L’artista è a Torino per due importanti iniziative. Sabato 15 settembre, alle 18, al Centro Congressi Santo Volto (via Val della Torre 3), si inaugura la retrospettiva «Mathys», organizzata dall’Arcidiocesi in collaborazione con la società svizzera AP Art Projets. La mostra presenterà fino al 31 dicembre una sessantina di opere tra marmi e bronzi esemplificativi del percorso creativo dell’artista. Dopo, in occasione del vernissage, il maestro donerà alla Chiesa di Torino un monumentale portale in bronzo intitolato «Le Tétramorphe»: alto oltre tre metri, rappresenta i quattro evangelisti. «Sono rappresentati con i loro rispettivi simboli, che fanno parte dei nostri archetipi. Matteo dall’angelo, che esprime l’incarnazione di Dio. Marco dal leone, che vuol dire passione e Luca dal bue, ovvero il sacrificio e la dedizione. Infine Giovanni: l’aquila significa visione, elevazione». L’esposizione – aperta solo in concomitanza di eventi e incontri organizzati al Centro Congressi Santo Volto – propone soprattutto bassorilievi in bronzo, il materiale che più di ogni altro caratterizza la sua arte.

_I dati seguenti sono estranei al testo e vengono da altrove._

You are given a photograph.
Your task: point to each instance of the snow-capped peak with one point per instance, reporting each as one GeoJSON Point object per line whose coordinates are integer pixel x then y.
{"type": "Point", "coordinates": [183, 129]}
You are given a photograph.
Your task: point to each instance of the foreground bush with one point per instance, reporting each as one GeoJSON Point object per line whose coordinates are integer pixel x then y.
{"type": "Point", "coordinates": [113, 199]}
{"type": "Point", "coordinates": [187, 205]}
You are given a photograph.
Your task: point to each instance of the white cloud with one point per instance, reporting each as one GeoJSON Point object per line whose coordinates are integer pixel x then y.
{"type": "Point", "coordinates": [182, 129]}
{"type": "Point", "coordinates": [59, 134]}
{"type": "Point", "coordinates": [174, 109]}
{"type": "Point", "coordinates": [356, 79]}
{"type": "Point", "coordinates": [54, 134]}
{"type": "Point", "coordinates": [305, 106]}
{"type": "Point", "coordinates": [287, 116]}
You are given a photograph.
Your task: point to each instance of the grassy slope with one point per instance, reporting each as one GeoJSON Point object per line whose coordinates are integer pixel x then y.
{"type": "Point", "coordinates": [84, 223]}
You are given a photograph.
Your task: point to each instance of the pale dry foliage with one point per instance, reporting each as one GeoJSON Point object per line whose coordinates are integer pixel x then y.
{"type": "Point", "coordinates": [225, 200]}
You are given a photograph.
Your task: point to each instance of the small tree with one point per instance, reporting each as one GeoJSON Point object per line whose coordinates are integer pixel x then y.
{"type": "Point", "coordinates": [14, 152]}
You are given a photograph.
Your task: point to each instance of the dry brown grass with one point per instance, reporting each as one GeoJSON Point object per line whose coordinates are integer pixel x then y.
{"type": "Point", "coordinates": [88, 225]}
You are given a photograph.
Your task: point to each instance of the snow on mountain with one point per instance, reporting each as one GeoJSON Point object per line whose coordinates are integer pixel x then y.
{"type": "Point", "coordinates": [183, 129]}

Dopo aver studiato incisione e pittura, Mathys inizia la sua attività indipendente legata all’incisione e alla lavorazione del bronzo. Nel 1959 si avvicina alla scultura, prima in gesso e cemento, poi due anni più tardi in pietra – soprattutto marmo – e, infine, in bronzo. Nel 1972 Marcel Mathys diviene membro di Réalités Nouvelles di Parigi, dove espone regolarmente per venticinque anni. Nel 1987 il Musée d’Art et d’Histoire di Neuchâtel (Mahn) gli ha dedicato una retrospettiva. Nel 1998 riceve il premio dell’Istituto Neuchâtelois. Illustra inoltre regolarmente la «Revue de Belles-Lettres» e le opere di numerosi autori classici e contemporanei. Le sue incisioni sono presenti alla Biblioteca Nazionale di Berna, che conserva l’insieme delle sue incisioni.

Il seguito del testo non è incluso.